The trial court disagreed, and upheld the city’s actions. The Georgia Supreme Court agreed with the trial court. From the ruling:
- On June 29, 2011, the City enacted Atlanta Ordinance 11-O-0672, which amended the [pension] Plans.
- Section 5 of the Ordinance… increased Plaintiffs’ prospective annual contributions to the Plans by an additional 5% of the member’s annual compensation.
- Section 9 of the Ordinance further provided that members’ contributions might be increased by an additional 5%, up to 17% or 18% of their annual compensation, if the City’s actual required contributions to the Plans exceed 35% of the City’s total payroll.
- The complaint, which was filed on November 14, 2013, alleged that Defendants breached Plaintiffs’ employment contracts and violated the impairment clause of the State Constitution (“Impairment Clause”), Ga.
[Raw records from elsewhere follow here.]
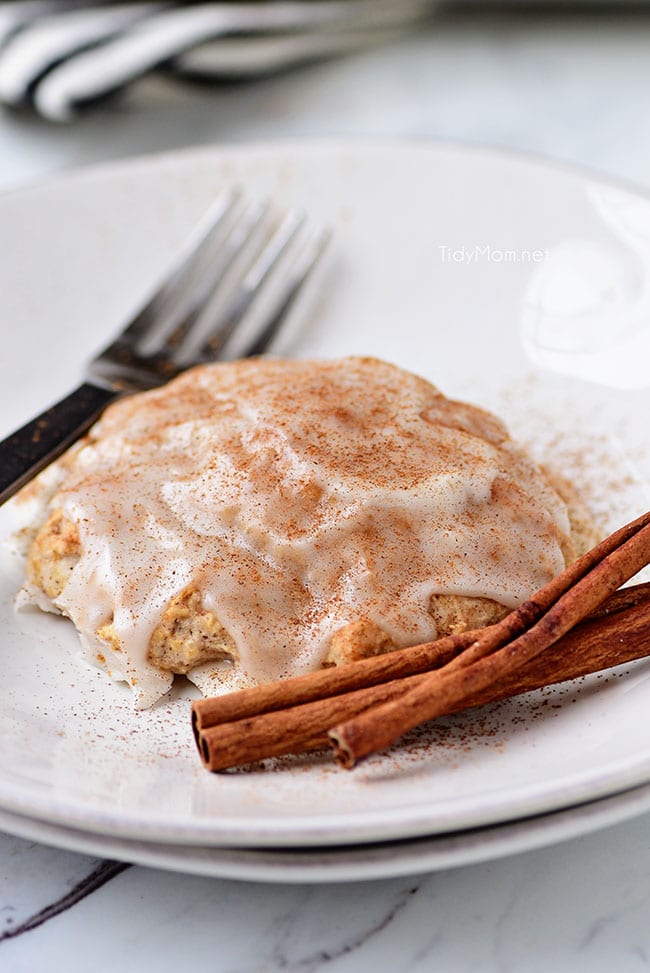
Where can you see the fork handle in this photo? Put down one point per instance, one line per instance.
(29, 450)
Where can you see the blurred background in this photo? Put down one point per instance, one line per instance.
(83, 82)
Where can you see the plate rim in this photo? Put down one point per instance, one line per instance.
(635, 773)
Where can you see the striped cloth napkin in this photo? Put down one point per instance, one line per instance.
(60, 57)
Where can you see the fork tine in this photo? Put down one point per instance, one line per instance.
(176, 287)
(256, 278)
(296, 280)
(284, 279)
(207, 279)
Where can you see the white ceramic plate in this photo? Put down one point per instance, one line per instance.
(344, 864)
(509, 282)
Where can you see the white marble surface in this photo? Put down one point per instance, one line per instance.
(574, 89)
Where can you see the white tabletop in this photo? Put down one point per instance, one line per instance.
(573, 89)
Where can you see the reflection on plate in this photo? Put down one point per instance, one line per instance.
(433, 275)
(386, 860)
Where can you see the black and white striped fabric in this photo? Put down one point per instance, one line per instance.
(58, 57)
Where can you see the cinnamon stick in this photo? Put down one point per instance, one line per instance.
(619, 633)
(402, 662)
(492, 660)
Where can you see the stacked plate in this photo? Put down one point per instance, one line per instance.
(516, 285)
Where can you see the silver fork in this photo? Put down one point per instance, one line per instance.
(232, 289)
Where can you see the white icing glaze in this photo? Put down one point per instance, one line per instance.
(297, 497)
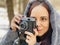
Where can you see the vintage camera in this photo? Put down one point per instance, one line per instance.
(26, 24)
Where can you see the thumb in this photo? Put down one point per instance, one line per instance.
(36, 32)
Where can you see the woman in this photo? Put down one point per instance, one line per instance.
(41, 11)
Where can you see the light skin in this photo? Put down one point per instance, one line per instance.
(42, 20)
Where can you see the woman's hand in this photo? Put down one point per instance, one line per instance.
(31, 38)
(16, 19)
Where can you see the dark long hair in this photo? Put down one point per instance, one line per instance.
(46, 38)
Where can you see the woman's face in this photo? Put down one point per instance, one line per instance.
(42, 19)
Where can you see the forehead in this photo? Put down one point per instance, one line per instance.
(39, 11)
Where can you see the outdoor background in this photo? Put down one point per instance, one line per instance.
(9, 8)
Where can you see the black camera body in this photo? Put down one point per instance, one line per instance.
(27, 24)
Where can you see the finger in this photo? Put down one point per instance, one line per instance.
(28, 33)
(16, 21)
(36, 32)
(16, 26)
(28, 37)
(27, 40)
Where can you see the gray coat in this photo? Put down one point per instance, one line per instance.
(10, 37)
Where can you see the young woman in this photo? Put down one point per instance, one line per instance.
(41, 12)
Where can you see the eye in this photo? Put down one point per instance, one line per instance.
(43, 18)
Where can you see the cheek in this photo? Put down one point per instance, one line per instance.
(45, 28)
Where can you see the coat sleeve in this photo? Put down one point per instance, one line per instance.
(9, 38)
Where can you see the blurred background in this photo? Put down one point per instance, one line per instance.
(9, 8)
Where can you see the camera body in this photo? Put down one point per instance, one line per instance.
(27, 24)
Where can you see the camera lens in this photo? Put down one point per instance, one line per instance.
(23, 25)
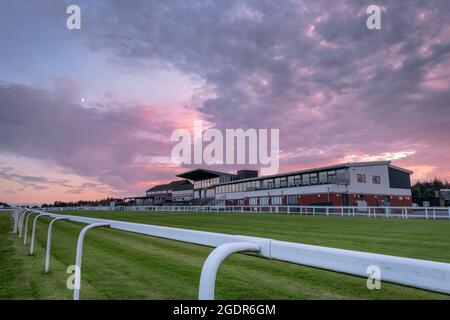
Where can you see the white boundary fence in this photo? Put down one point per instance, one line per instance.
(433, 213)
(423, 274)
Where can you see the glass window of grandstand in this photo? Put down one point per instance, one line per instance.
(292, 200)
(277, 182)
(291, 181)
(332, 176)
(323, 177)
(276, 200)
(313, 178)
(361, 178)
(341, 175)
(305, 179)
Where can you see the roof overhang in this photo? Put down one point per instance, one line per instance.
(202, 174)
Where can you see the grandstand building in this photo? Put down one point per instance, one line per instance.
(178, 192)
(377, 183)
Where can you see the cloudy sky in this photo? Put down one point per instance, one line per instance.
(89, 113)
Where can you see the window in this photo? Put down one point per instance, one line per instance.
(276, 200)
(313, 178)
(305, 179)
(323, 178)
(291, 182)
(292, 200)
(341, 175)
(332, 176)
(277, 182)
(361, 178)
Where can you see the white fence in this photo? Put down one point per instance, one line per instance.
(371, 212)
(424, 274)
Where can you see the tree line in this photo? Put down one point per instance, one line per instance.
(428, 188)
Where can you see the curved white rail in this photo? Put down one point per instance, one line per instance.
(213, 262)
(423, 274)
(49, 242)
(79, 255)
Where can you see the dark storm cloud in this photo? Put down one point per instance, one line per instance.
(310, 68)
(101, 144)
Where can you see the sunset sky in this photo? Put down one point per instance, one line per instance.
(89, 113)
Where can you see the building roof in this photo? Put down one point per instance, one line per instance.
(325, 168)
(172, 186)
(202, 174)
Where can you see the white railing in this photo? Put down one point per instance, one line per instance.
(433, 213)
(423, 274)
(6, 211)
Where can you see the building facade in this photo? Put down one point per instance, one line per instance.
(377, 183)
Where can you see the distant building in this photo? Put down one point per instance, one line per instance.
(377, 183)
(176, 192)
(444, 196)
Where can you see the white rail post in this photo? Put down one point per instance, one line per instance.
(33, 232)
(212, 264)
(21, 220)
(76, 290)
(16, 221)
(49, 243)
(26, 228)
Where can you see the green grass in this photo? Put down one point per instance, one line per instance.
(120, 265)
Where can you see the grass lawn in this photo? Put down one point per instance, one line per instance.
(120, 265)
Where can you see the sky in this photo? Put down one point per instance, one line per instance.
(89, 113)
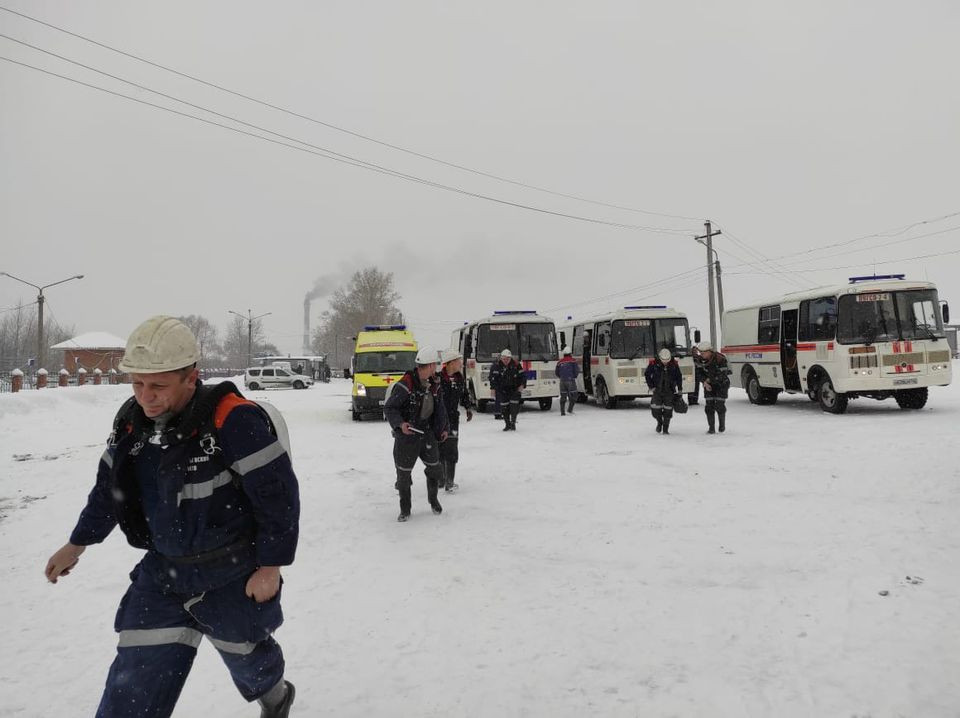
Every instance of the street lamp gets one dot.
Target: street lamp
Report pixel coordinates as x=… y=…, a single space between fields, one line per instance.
x=250 y=320
x=41 y=350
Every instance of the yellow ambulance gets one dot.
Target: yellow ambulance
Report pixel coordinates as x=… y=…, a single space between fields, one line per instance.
x=382 y=354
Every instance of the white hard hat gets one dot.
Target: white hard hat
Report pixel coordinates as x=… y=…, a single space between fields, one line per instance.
x=450 y=355
x=427 y=356
x=160 y=344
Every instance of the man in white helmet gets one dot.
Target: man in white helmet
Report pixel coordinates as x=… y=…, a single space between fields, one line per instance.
x=418 y=419
x=567 y=371
x=714 y=374
x=665 y=382
x=507 y=382
x=197 y=477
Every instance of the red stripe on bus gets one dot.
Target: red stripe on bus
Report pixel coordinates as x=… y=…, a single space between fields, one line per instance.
x=751 y=348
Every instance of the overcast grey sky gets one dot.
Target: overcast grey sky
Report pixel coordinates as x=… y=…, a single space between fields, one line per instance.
x=790 y=125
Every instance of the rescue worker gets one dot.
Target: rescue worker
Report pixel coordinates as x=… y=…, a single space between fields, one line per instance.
x=197 y=477
x=665 y=381
x=507 y=382
x=454 y=391
x=567 y=371
x=418 y=419
x=713 y=372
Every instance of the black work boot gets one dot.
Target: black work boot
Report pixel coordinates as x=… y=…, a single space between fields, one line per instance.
x=281 y=709
x=405 y=503
x=449 y=471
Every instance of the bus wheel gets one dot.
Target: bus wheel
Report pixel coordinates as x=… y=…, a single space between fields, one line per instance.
x=830 y=400
x=603 y=396
x=770 y=396
x=752 y=384
x=911 y=398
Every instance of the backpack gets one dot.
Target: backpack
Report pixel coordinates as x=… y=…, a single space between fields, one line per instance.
x=201 y=419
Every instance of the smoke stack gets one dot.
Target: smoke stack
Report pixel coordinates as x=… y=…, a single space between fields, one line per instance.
x=306 y=325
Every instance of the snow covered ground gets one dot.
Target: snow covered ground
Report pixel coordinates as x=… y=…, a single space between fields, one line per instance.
x=587 y=567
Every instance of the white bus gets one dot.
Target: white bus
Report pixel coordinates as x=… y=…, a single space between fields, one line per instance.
x=533 y=341
x=877 y=337
x=615 y=349
x=315 y=367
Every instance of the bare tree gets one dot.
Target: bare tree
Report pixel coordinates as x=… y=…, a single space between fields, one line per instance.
x=206 y=335
x=235 y=341
x=18 y=336
x=369 y=298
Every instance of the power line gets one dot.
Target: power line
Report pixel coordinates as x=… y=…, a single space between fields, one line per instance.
x=345 y=130
x=862 y=264
x=21 y=306
x=877 y=246
x=338 y=157
x=625 y=291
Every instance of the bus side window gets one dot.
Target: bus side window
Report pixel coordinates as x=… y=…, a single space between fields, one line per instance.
x=818 y=319
x=603 y=339
x=768 y=328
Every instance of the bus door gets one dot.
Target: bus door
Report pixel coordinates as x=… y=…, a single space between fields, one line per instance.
x=788 y=350
x=587 y=343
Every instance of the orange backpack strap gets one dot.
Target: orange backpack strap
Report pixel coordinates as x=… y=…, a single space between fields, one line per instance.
x=227 y=404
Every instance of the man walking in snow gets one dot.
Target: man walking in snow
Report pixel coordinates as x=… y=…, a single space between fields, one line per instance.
x=665 y=381
x=507 y=381
x=453 y=387
x=197 y=477
x=567 y=371
x=418 y=419
x=713 y=373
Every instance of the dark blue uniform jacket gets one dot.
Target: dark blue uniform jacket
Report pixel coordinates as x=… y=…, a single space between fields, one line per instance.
x=210 y=501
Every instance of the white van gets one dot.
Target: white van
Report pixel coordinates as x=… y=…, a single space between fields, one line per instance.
x=274 y=377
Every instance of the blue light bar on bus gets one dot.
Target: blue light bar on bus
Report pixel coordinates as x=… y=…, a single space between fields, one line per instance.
x=854 y=280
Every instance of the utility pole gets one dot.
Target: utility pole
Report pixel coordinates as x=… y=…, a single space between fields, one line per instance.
x=707 y=240
x=719 y=285
x=250 y=320
x=41 y=349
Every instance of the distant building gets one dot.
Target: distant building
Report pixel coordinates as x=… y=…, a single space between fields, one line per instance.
x=94 y=350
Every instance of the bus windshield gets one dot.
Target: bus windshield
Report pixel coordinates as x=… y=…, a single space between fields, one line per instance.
x=632 y=338
x=673 y=334
x=919 y=315
x=889 y=316
x=531 y=341
x=383 y=362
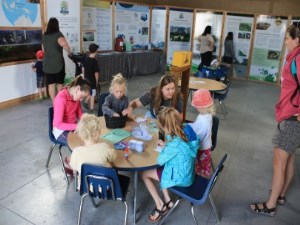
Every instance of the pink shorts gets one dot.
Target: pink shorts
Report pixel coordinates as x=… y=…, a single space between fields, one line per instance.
x=159 y=172
x=203 y=163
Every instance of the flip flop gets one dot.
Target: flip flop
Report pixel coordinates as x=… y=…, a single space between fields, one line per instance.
x=264 y=210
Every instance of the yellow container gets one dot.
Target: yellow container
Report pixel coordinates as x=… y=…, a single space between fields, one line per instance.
x=181 y=58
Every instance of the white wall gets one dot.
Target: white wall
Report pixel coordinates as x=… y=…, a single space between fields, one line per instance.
x=16 y=81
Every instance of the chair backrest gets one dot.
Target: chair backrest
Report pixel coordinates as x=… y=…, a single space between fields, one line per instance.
x=223 y=95
x=100 y=103
x=199 y=191
x=215 y=176
x=214 y=132
x=100 y=182
x=50 y=124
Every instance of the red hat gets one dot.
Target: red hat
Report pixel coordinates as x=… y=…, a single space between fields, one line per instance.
x=202 y=99
x=39 y=54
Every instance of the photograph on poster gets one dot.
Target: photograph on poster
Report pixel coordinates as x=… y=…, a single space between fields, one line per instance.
x=144 y=30
x=245 y=27
x=88 y=36
x=262 y=26
x=273 y=55
x=16 y=45
x=181 y=34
Const. of 1983, Art. I, Sec. I, Par. X,7 when Defendants passed the portions of the Ordinance which increased the amounts that the Plaintiffs were required to contribute to the Plans, even though Plaintiffs would receive the same amount of retirement benefits to which they were already entitled prior to passage of the Ordinance.
- In this case… the Ordinance …did not alter Plaintiffs’ pension benefits, but rather modified their pension obligations, and in no manner divested Plaintiffs of their earned pension benefits, so as to implicate constitutional concerns.
- Simply, in the present case, there was no breach of the employment contracts or the Impairment Clause in the manner urged by Plaintiffs, and therefore, such alleged breach and impairment fail to provide a basis upon which to find that the Ordinance is unreasonable.
- Furthermore, inasmuch as the increases in pension contributions pursuant to the Ordinance and Amendment were not retroactive and the Ordinance and Amendment do not alter benefit formulas, calculations of pension benefits, or the actual benefit amounts payable to the participants at the time of retirement, such circumstances likewise do not negatively impact the Ordinance. And, Plaintiffs have not provided any other meritorious legal basis upon which to find the Ordinance unreasonable.